When I was in college, I took a postmodern novels class. This might have been difficult enough on its own, but the class was made more challenging by the fact that all the books were in Spanish. Nevertheless, I learned what “post-modernism” means (I think), which was helpful when I got to grad school, where the term was bandied about far more than necessary (although sometimes with irony, thank goodness). I picked up the following link to a Los Angeles Times story about post-modern novels from The New Yorker, where I am reading the latest Malcolm Gladwell piece. The Gladwell article is on overconfidence. It’s good so far.

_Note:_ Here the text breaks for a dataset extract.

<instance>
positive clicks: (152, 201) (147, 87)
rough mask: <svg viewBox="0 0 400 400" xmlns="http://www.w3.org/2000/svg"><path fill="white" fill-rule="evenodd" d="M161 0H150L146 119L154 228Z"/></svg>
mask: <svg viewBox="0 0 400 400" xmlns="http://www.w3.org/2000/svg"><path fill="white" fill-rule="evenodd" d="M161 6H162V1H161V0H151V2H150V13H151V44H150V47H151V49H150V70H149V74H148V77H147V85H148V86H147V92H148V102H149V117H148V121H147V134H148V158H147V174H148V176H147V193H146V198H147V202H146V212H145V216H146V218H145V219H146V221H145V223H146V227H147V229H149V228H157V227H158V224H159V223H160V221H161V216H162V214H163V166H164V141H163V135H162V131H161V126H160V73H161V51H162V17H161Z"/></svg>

According to the LAT piece, there are 61 essential post-modern pieces, and I’ve read 6 of them. Is 10% good? Maybe it’s because so few are by women… Here are my takes on the 6 that I’ve read. (NB: the icons pertain to the LAT article)
Dave Eggers’ “A Heartbreaking Work of Staggering Genius” (of course. like 4 times)
Jonathan Safran Foer’s “Everything Is Illuminated” (I quite liked this, but JSF’s other novel is Extremely Loud and Incredibly Close, which I thought was amazing)
Vladimir Nabokov’s “Pale Fire” (crazy meta-narrative about a poem written in rhyming couplets, yet which has an odd number of lines; “Shady” narrator; Nabokov was a genius)
Harvey Pekar’s “American Splendor” (do you think watching the movie counts? I saw the movie.)
William Shakespeare’s “Hamlet” (great! I preferred it the second time I read it.)
Kurt Vonnegut’s “Slaughterhouse Five”(Vonnegut makes me so depressed.)
What makes a novel postmodern? Which have you read? Would you add or delete from this list? Why are there only 3 women on this list?
PS — Apparently I think it’s postmodern/post-modern to spell it with and without a hyphen in the same blog post. Now my brain hurts from typing “post” so many times.